Who of you out there has seen Heidi Moore’s 2016 comedy horror pic Dolly Deadly? No problem if you haven’t, because this sequel – also helmed by Moore along with Anthony David and Daniel Murphy – opens with a quick catch-up, detailing how young, trailer park dwelling Benji took revenge on those who tormented him, ultimately transforming into the lethal, titular drag queen.
Years later, and Dolly’s back! Actually, she never went away, having garnered a cult following among the citizens of Tromaville as she hacked and slashed her way to local celebrity status. Currently sitting pretty at the top of the Serial Killer Of The Year contest, competition emerges in the form of Slasherella (Amy Vodkahaus). In cahoots with corrupt Mayor Harry Cox (Tom Komisar), Slasherella’s schemes land Dolly (Donna Slash) in the insane asylum with little hope of release. Can Dolly escape and claim the title of Tromaville’s superior slayer?
If you’re not a fan of the Troma style of filmmaking, Kill Dolly Kill is unlikely to convert you. It’s packed with gonzo gore and attempts to mine as many laughs as it can from various bodily functions. With various combinations of farting, defecating or vomiting as the punchline to a number of gags, it’s safe to say that sophistication is not on the menu. If that wasn’t enough in terms of alienating a potential audience, Dolly’s adventures this time out take the form of a musical. This leads to regular pauses in the action to accommodate a slew of mostly rock- or punk-inflected numbers, written by Komisar.
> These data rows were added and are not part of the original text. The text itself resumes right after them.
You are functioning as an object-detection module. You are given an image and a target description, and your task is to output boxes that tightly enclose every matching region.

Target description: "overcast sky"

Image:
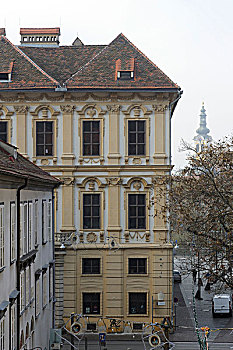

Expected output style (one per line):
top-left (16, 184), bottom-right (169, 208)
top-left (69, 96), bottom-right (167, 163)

top-left (0, 0), bottom-right (233, 167)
In the main, the songs are fun, sporadically catchy, and fit well with the movie’s trashy aesthetic. At the same time, loading the film with tunes also points up just how little plot there is and Dolly’s extended stay in the Tromaville Psychiatric Ward has her treading water in the second act, when she should be treading on the balls of evil male nurses and breaking out. As a figure who embodies revenge, it’s a long, long time before Dolly gets back to what she does best.
The grab bag approach to the different visual styles employed by Kill Dolly Kill may indicate a project which is happy to throw what it likes at the wall and doesn’t really care if none of it sticks, but the mix and non-match approach endears just as much as it confounds. Animation, comic book panels, spoof sitcom scenes (with accompanying canned laughter) and a parody of a TV series’ opening title sequence sit alongside the plentiful nudity and splattery slaughter. Characters such as Public Defender Maxwell Weiner (a jittery Donny Gonzalez and Detective Walt Wednesday (Mark Justice) are introduced as possible main players in the ongoing mayhem and are then sidelined in quick order. Much of this feels developed on the fly with an anything goes ethos as to what might happen next. In short, prime Troma fodder.
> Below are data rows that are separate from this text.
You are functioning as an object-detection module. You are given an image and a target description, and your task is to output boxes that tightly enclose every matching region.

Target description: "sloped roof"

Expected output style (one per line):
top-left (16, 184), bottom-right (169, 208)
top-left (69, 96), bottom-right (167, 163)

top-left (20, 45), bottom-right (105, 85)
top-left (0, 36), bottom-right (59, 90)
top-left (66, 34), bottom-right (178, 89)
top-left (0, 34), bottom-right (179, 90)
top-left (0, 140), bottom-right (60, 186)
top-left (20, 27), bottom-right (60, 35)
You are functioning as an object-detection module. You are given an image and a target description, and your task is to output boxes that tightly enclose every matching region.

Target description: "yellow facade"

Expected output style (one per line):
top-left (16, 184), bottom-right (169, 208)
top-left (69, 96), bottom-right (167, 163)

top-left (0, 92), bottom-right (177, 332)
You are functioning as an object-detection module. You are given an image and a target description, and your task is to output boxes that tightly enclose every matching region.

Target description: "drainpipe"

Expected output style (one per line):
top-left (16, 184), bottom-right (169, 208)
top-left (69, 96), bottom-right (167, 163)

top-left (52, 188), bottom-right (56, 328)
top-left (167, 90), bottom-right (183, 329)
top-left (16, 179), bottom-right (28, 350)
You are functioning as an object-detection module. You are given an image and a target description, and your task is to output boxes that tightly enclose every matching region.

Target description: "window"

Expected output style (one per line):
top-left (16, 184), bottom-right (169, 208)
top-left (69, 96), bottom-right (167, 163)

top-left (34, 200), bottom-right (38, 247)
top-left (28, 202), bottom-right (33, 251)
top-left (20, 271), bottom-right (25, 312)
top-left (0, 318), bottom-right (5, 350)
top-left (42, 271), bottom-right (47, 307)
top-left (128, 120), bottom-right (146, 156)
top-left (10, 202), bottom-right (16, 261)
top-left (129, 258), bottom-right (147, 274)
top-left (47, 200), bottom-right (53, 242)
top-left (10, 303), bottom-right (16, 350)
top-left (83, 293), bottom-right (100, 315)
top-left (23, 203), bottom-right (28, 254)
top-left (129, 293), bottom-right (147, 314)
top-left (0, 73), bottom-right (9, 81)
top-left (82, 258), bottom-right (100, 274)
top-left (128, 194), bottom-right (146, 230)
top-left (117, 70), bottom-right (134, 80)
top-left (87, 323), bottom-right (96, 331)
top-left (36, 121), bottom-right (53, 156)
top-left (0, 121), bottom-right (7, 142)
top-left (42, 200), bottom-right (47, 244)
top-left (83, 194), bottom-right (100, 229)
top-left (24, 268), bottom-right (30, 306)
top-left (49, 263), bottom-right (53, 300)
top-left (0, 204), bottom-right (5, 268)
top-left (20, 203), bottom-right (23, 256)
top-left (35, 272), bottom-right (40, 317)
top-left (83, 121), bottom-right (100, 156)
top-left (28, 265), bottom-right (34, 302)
This clearly takes its inspiration from the films of John Waters, with the featured competition possessing parallels with the “Filthiest Person Alive” crown so coveted in Pink Flamingos. It’s nice to see the homage being paid but the wit, satire and sheer bad taste of Waters’ most transgressive works is absent here. Yes, the kills are surprisingly brutal for something this daft and there’s an enthusiasm for crowbarring in unnecessary sexual content which is either admirable or repellent, depending on your viewpoint, but the whole thing lacks the verve and the skilfully effortless offense generated by Baltimore’s finest auteur.
It’s unlikely that your casual genre viewer is going to stick with Kill Dolly Kill but that could be said for any number of titles from the Troma stable. This is a micro-budgeted feature which is not looking to be the next indie breakthrough sensation. This is also a micro-budgeted feature which wants you to laugh at characters called Cox and Weiner and has someone call 911 to warn the forces of law and order of a “ho sighting”. I’m not going to lie, I laughed at that one.
Kill Dolly Kill ticks many of the boxes expected of a Troma release, including the now de rigueur Lloyd Kaufman cameo. Donna Slash’s performance is excellent and just about holds everything together, but for me the overall onslaught was too bludgeoning, too scattershot for the piece to work as a whole. If Dolly’s thinking of a trilogy, maybe next time the focus should be on murders rather than meanderings.
Kill Dolly Kill (2023) featured as part of the SoHome Horror Pride Festival 2024.